Thankfully, it was a bug that (knock on every piece of wood in here) came and went. Three days of fever, chills, and grossness and then fine. Was it COVID? Doubt it. I didn't even have enough symptoms to merit testing. Truth be told, I'm wondering if I didn't give myself food poisoning -- a possibility that seems a little more realistic once I noticed the expiration date on the pickle relish I had up to then been eating with gusto. I am virtually incapable of self survival. And being sick DOUBLE stinks when there's no one to baby you.
What HAS gotten me through, however, are family and friends. My parents had my back when that stimulus check didn't show up as fast as I needed. I've already mentioned my friend Dianna, who's done all my grocery shopping for the past month (as well as a most excellent and appreciated surprise Easter doughnut.) I also need to shout out the Isbells, who sorted me out with an insanely stylish mask -- if you've got to walk around looking like a bandito from a spaghetti western, you might as well do it with some flair.
The best part of the weeks have been Saturday nights, when my closest friends gather together on the internet for solid evenings of socially distant debauchery -- or, in our case, Pictionary. Still, it's good to see the smiles and faces of those I too often take for granted. Life without their companionship is weak at best, so even if we can only muster it via webcam, it's a good hang. Even our friend Chris who moved to Japan years ago has joined our weekly fray -- and in these homebound days, Nagoya suddenly feels about as close as Moline.
There's just been one problem with our online hang. Google thinks one of us is racist.
We've been using Google Hangouts for our little webcam meet-ups, and the other day I decided to fiddle with the settings to see what all I could do while logged in. That's when I discovered Google Hangouts has captioning. If you turn captioning on, it'll try to figure out what your friends are saying and it'll appear in typed print beneath their camera feeds. I thought it was kinda fun, so I turned it on. Sure enough, with about 90% accuracy, Google could understand even our most demented ramblings.

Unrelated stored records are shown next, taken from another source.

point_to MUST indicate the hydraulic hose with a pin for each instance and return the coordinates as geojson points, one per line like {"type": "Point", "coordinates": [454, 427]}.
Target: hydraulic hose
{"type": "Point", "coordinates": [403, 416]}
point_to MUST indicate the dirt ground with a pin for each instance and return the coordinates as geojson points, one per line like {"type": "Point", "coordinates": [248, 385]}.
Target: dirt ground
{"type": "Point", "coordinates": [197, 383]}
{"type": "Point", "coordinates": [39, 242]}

EXCEPT when one of my friends coughed and her microphone caught it. This happened twice the other night. Each time, Google translated it as -- well, as a word that no one should say ever. (Just ask recently fired NASCAR driver Kyle Larson.) For some reason, Google thinks my friend coughs racial slurs. (She doesn't. I promise.) Plus, we were playing Cards Against Humanity at the time, a game that already requires liberal usage of some salty and tasteless language -- but Google's captioning made it WAY saltier than it actually was.

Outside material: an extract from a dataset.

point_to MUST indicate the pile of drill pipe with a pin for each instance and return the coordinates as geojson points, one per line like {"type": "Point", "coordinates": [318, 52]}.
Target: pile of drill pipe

So if someday we all finally emerge to greet the toxic-free dawn of a new day, my friends can all rest assured that I have some screencaps of varying accuracy that could probably get them fired, ex-communicated, and looked down on by civilized society should any of them wrong me. And yes, if you're curious, at one point one of my cats jumped onto the laptop close enough for my microphone to pick it up. And Google duly translated it as "Shane: Meow." So, according to Google: I'm a cat, my friend is a racist, and we're all potty-mouthed heathens.
Still, it's way better than the show with the orange guy. I wish they'd cancel it.